Requirements under the Utah Control Shares Acquisitions Act
We are subject to the Control Shares Acquisitions Act, or Control Shares Act, as set forth in Sections 61-6-1 to 61-6-12 of the Utah Code. The Control Shares Acquisition Act provides that any person or entity that acquires control shares of an issuing public corporation in a control share acquisition is denied voting rights with respect to the acquired shares, unless a majority of the disinterested shareholders of the issuing public corporation elects to restore such voting rights.
Our Bylaws provide that if a person proposes to make or has made a control share acquisition and no acquiring person statement has been delivered to the Company, or if the acquiring person has filed the acquiring person statement but the control shares have not been accorded full voting rights by the shareholders, the Company shall have the right to redeem, at fair market value, the control shares of the acquiring person within 60 days after the last acquisition of control shares by the acquiring person.
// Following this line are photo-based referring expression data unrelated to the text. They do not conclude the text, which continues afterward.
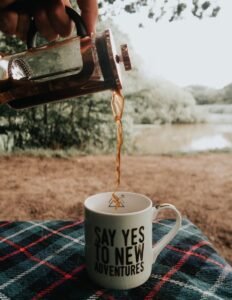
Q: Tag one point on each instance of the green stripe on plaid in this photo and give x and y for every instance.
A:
(45, 260)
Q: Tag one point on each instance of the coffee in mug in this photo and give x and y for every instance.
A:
(119, 251)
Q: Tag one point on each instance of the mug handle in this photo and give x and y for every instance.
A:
(160, 245)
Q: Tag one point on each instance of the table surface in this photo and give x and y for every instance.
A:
(45, 260)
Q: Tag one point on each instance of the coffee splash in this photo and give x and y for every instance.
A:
(117, 104)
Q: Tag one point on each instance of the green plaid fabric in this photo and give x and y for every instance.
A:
(45, 260)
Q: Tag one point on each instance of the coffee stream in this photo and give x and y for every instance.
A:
(117, 104)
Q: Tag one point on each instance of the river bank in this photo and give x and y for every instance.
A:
(199, 185)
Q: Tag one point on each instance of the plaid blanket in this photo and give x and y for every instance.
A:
(45, 260)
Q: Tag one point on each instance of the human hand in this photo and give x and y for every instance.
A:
(50, 17)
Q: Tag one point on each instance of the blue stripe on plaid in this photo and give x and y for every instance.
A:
(48, 267)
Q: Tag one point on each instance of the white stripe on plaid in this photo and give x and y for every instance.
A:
(77, 240)
(218, 282)
(187, 286)
(17, 233)
(3, 297)
(181, 229)
(36, 266)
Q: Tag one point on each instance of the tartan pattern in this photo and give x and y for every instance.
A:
(45, 260)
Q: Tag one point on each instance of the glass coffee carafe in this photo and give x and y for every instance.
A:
(62, 69)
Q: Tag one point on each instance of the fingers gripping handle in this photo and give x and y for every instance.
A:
(161, 244)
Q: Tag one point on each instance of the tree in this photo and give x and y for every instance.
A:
(154, 9)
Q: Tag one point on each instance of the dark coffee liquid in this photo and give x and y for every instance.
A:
(117, 104)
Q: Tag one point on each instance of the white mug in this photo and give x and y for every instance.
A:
(118, 240)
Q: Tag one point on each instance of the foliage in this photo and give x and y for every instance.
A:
(161, 103)
(86, 123)
(153, 9)
(206, 95)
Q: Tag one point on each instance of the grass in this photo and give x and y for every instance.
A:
(72, 152)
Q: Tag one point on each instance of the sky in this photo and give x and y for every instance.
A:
(186, 52)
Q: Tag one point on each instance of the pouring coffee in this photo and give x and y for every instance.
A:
(77, 66)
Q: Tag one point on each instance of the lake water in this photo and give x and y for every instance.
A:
(165, 139)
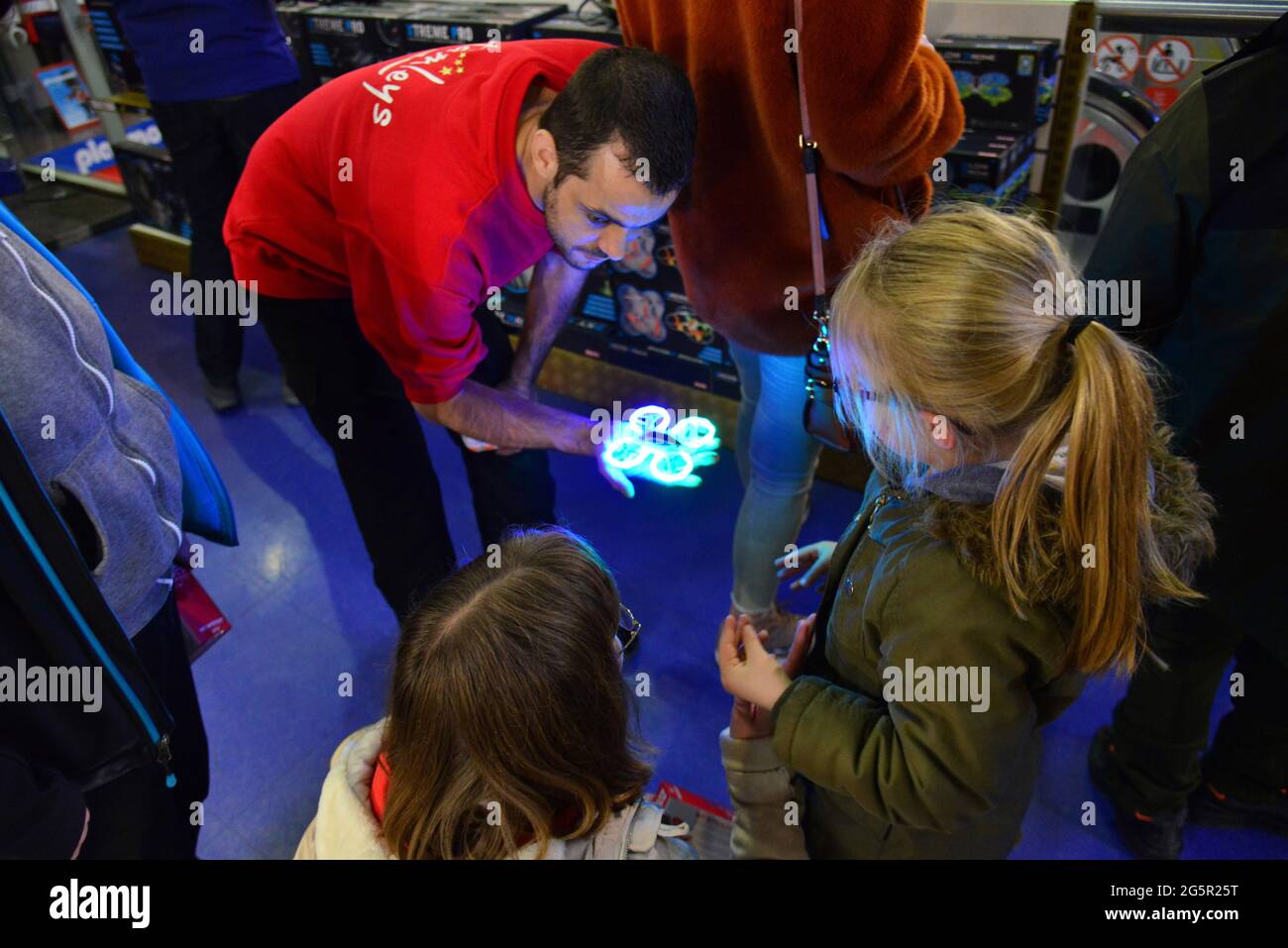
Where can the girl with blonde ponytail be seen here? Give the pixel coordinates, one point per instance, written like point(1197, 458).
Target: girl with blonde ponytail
point(1024, 506)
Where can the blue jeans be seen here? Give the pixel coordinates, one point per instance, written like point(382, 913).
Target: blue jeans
point(776, 460)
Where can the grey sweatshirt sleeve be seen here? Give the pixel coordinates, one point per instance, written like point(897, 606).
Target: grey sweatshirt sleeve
point(767, 801)
point(98, 440)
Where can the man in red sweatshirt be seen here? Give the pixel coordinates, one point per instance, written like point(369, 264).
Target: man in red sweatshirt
point(381, 210)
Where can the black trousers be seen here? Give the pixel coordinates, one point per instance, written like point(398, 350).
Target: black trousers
point(137, 815)
point(381, 454)
point(210, 141)
point(1160, 727)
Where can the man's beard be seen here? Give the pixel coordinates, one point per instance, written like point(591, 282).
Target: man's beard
point(575, 257)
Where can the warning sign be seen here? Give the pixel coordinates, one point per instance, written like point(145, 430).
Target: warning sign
point(1119, 55)
point(1170, 59)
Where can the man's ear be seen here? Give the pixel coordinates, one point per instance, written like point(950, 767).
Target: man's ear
point(545, 155)
point(940, 430)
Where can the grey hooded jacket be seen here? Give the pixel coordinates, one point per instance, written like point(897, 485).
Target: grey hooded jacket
point(98, 440)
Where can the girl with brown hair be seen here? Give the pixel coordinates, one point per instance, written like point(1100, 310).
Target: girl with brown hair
point(509, 730)
point(1022, 509)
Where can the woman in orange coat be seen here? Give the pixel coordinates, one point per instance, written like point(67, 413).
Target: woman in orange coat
point(883, 106)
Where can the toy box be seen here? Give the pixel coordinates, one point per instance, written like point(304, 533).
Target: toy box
point(1005, 82)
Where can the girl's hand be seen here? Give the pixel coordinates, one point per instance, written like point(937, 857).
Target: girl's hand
point(751, 674)
point(810, 565)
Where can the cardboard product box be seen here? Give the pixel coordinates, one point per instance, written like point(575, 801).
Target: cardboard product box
point(709, 824)
point(575, 29)
point(123, 68)
point(202, 621)
point(1006, 82)
point(291, 16)
point(150, 180)
point(987, 166)
point(655, 314)
point(634, 313)
point(443, 24)
point(347, 37)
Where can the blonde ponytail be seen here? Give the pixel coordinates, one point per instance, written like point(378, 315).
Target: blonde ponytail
point(941, 317)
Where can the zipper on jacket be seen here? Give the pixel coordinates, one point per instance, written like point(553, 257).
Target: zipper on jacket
point(132, 699)
point(888, 493)
point(163, 758)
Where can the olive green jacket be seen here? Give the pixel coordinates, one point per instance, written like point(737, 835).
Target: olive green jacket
point(902, 775)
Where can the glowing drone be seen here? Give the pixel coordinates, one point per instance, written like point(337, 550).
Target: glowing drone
point(649, 446)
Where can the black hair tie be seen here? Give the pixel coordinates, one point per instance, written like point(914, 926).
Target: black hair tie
point(1076, 326)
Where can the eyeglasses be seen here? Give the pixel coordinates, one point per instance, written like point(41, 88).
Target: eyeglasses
point(627, 629)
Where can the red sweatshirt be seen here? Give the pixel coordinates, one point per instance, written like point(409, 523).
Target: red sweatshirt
point(397, 184)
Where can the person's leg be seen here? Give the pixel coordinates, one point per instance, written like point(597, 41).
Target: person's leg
point(206, 171)
point(1248, 763)
point(360, 408)
point(246, 117)
point(1160, 725)
point(137, 815)
point(507, 489)
point(782, 460)
point(748, 381)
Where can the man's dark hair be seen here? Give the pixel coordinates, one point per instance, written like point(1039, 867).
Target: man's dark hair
point(630, 94)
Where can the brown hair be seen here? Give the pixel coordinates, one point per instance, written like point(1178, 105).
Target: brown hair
point(507, 702)
point(943, 316)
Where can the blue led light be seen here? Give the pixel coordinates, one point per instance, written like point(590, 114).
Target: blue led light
point(649, 446)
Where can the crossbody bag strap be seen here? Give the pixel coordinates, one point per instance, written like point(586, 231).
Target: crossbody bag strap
point(809, 158)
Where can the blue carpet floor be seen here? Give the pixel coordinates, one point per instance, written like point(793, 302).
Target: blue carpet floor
point(305, 612)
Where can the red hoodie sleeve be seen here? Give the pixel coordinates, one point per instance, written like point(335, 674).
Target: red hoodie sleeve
point(892, 106)
point(425, 331)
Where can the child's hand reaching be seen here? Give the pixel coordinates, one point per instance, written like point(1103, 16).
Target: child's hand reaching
point(809, 565)
point(754, 677)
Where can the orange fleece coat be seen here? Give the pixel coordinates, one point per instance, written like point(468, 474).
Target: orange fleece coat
point(883, 108)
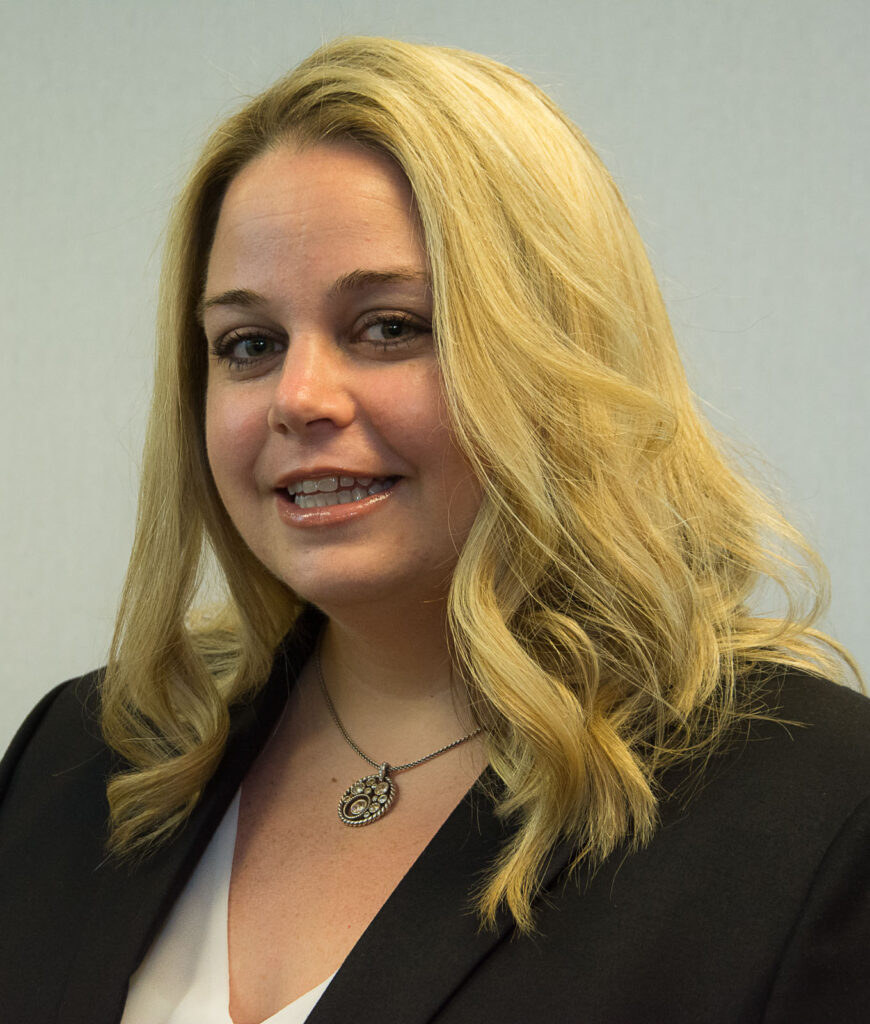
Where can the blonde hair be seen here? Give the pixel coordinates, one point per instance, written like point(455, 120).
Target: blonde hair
point(600, 612)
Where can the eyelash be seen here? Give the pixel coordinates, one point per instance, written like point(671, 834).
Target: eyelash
point(222, 348)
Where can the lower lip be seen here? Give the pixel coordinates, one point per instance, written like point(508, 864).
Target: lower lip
point(331, 515)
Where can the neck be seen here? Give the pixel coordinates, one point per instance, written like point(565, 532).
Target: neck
point(392, 683)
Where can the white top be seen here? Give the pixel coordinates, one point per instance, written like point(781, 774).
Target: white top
point(184, 978)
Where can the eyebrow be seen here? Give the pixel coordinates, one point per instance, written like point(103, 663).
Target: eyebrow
point(355, 281)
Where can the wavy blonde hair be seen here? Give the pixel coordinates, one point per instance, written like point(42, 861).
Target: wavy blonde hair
point(600, 611)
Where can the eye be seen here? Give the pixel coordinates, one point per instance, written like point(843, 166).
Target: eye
point(241, 349)
point(391, 331)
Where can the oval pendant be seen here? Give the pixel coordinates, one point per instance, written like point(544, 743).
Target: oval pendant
point(367, 800)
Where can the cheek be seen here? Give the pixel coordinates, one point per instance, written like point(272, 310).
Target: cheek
point(235, 431)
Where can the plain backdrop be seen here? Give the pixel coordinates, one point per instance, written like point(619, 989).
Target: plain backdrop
point(737, 131)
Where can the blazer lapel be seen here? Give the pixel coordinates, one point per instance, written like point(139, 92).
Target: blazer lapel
point(130, 903)
point(426, 940)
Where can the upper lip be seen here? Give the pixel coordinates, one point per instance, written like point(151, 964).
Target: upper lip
point(318, 472)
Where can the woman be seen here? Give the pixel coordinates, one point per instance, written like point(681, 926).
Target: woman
point(418, 394)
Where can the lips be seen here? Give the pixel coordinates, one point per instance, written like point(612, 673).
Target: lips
point(323, 492)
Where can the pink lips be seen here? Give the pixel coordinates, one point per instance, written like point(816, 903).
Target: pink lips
point(292, 514)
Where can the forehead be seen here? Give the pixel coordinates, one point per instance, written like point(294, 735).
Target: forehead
point(315, 209)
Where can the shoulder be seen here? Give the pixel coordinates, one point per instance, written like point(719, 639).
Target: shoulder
point(57, 744)
point(811, 741)
point(789, 775)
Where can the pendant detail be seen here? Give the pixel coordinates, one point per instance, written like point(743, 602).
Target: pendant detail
point(368, 799)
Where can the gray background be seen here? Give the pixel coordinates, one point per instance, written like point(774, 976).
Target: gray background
point(737, 131)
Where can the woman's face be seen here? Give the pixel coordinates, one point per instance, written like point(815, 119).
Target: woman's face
point(325, 426)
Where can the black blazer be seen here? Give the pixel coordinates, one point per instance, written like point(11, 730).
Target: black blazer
point(751, 903)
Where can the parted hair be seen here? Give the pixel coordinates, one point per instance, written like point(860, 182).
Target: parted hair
point(601, 613)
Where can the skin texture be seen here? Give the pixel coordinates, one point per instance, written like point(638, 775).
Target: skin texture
point(321, 390)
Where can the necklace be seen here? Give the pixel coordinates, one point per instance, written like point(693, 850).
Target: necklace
point(371, 797)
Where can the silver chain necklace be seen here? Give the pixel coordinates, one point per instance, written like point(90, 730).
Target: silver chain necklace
point(370, 798)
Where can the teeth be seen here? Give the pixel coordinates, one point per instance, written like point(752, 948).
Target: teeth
point(330, 491)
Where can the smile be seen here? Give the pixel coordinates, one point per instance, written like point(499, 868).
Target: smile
point(327, 491)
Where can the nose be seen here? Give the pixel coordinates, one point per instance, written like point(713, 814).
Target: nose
point(311, 388)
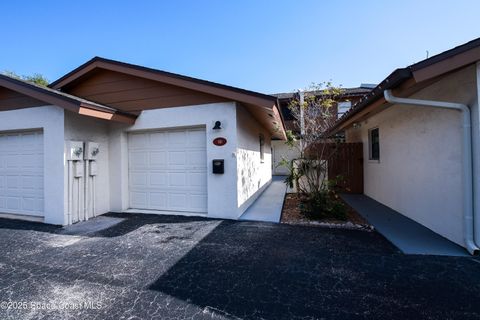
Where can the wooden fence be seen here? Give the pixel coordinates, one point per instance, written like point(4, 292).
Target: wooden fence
point(345, 160)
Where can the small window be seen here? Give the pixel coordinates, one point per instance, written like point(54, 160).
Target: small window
point(261, 140)
point(374, 143)
point(343, 107)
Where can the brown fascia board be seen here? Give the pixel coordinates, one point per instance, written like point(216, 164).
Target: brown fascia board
point(39, 93)
point(393, 80)
point(63, 100)
point(236, 94)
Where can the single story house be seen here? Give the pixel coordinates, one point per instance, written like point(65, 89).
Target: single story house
point(112, 136)
point(421, 142)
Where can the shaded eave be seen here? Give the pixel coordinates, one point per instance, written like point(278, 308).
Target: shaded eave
point(66, 101)
point(409, 80)
point(232, 93)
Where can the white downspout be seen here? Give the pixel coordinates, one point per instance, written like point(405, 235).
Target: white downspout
point(468, 212)
point(301, 96)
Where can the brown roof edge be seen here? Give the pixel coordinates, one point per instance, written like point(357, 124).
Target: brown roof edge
point(58, 98)
point(71, 76)
point(422, 71)
point(213, 88)
point(393, 80)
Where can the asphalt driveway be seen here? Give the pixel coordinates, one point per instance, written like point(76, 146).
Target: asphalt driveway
point(165, 267)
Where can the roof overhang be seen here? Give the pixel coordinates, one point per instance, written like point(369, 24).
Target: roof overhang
point(249, 98)
point(406, 81)
point(65, 101)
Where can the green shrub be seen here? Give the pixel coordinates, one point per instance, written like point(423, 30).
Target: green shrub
point(323, 205)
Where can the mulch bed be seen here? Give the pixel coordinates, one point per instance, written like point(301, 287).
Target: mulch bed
point(291, 214)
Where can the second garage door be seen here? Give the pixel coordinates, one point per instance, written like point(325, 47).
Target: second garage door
point(21, 173)
point(168, 170)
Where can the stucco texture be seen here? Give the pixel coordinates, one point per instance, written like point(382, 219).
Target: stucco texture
point(419, 173)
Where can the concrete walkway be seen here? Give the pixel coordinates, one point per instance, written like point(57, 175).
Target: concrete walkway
point(409, 236)
point(268, 206)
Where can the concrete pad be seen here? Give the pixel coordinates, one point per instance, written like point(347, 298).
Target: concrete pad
point(268, 206)
point(407, 235)
point(91, 226)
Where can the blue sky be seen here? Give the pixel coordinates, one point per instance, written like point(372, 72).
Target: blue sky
point(261, 45)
In the event control shares acquired in a control share acquisition are accorded full voting rights and the acquiring person has acquired control shares with a majority or more of the voting power, the shareholders of the Company shall not have dissenter’s rights as provided in the Control Shares Act.
We expect the Control Shares Acquisitions Act to have an anti-takeover effect with respect to transactions not approved in advance by our Board of Directors. The Control Shares Acquisition Act may also discourage takeover attempts that might result in a premium over the market price for the shares of Class A common stock held by our shareholders.
Forum for Adjudication of Disputes
Unless the Company consents in writing to the selection of an alternative forum, the sole and exclusive forum for (i) any derivative action or proceeding brought on behalf of the Company, (ii) any action asserting a claim of breach of a fiduciary duty owed by any director, officer, or other employee of the Company to the Company or the Company’s shareholders, (iii) any action asserting a claim arising pursuant to any provision of the Act, or (iv) any action asserting a claim governed by the internal affairs doctrine, shall be a state or federal court located within the State of Utah. Any person or entity purchasing or otherwise acquiring any interest in shares of capital stock of the Company shall be deemed to have notice of and consented to this forum selection provision.